In democrazia, tutti quelli che costantemente dicono di fare le cose “per il bene del paese” dovrebbero tener conto delle “realtà” e dei responsi elettorali, cioè delle volontà dei cittadini.
Questa riflessione vale per tutti i tipi di elezioni. Invece, da molti lustri a questa parte, con i vari e diversi “artifizi” creati ad hoc dai politicanti del bel paese, accade esattamente il contrario. Puntualmente la volontà degli elettori viene stravolta.

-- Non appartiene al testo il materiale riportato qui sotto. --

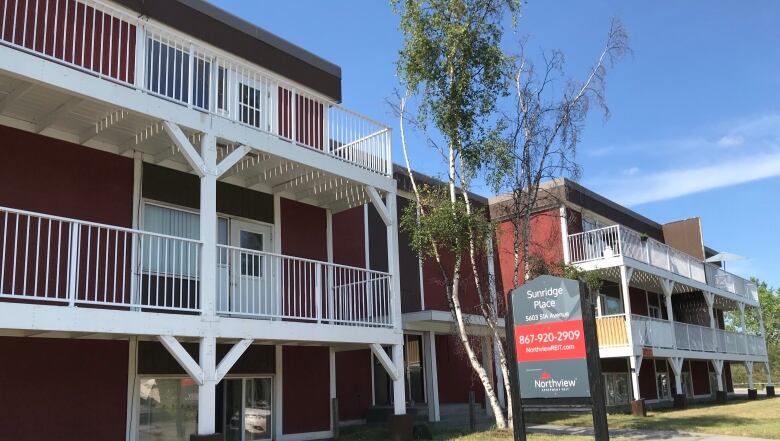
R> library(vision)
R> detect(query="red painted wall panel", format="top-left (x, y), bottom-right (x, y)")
top-left (639, 359), bottom-right (658, 400)
top-left (333, 206), bottom-right (366, 268)
top-left (436, 335), bottom-right (485, 405)
top-left (0, 337), bottom-right (128, 441)
top-left (0, 0), bottom-right (136, 83)
top-left (282, 346), bottom-right (330, 434)
top-left (691, 360), bottom-right (710, 395)
top-left (336, 349), bottom-right (371, 421)
top-left (628, 286), bottom-right (648, 314)
top-left (280, 198), bottom-right (328, 261)
top-left (496, 208), bottom-right (563, 296)
top-left (0, 126), bottom-right (133, 227)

Tutti quelli che professano di volere “il bene del paese”, dovrebbero riflettere sui risultati elettorali!, tenere davvero in considerazione la volontà dei cittadini (della nazione, del comune, o della Regione)
Ad esempio, a Volla, Milleottocentoventi anime hanno scelto il Movimento 5 Stelle, e di conseguenza i suoi contenuti … il reddito di cittadinanza, lo stop ai vitalizi, gli stipendi dimezzati, l’acqua pubblica, l’abolizione dei ticket sanitari, il 30% di risparmio sulla RCA etc, etc… Non si offendano le intelligenze proprie ed altrui. Non si pensi che non si sappia che questi 1820 voti non siano voti liberi, consapevoli e senza costrizione. Cosa che non si può dire esattamente di tutti gli altri voti. Ma la riflessione è un’altra. Se davvero si crede nel bene del paese, e di conseguenza dei cittadini, perché si fa delle votazioni una partita a dadi?!
E’ vero, il Movimento 5 Stelle non si allea con nessuno. Non può farlo. Sarebbe come deludere 1820 anime alle quali è stata data questa garanzia. Gli altri, invece, alle loro, ugualmente sante e preziose anime, non hanno garantito che la condizione per vincere era quella di fare coalizioni, perché probabilmente era “miserabile” dirlo.
Forse agli altri piace vincere facile?! Il più grande campione del mondo di calcio, si sentirebbe umiliato se gli chiedessimo di fare una partita di calcio 11 contro 1, ne varrebbe delle sua professionalità e della sua classe. Si sentirebbe offeso nel suo orgoglio, nel suo onore. Questo, invece è quanto accaduto a Pomigliano D’Arco e a San Giorgio a Cremano, e non solo.
A Pomigliano d’Arco più del 30% degli elettori avrebbe voluto il candidato del Movimento 5 Stelle, ma ciò non è accaduto perché l’avversario ha messo in campo una strategia bellica (10 liste e 200 candidati che hanno pervaso tutte le famiglie).
E’ vero! C’è una legge che dice che si possono fare coalizioni, ma non c’è una legge che dice che non puoi concorrere da solo.
A Volla ci sono 1820 anime, che consapevolmente e liberamente vogliono un cambiamento. Va bene tutto! Si continui pure a fare coalizioni, lotte impari, ma non si dica più di farlo “per il bene del paese” e per il volere dei cittadini.
Vincere con i trucchi non va più bene, anche perché, poi, bisogna governare, lì il trucco viene a galla, e fa cascare l’asino!
La vera vittoria è quella di fine mandato, quando è stato fatto quello che era stato promesso.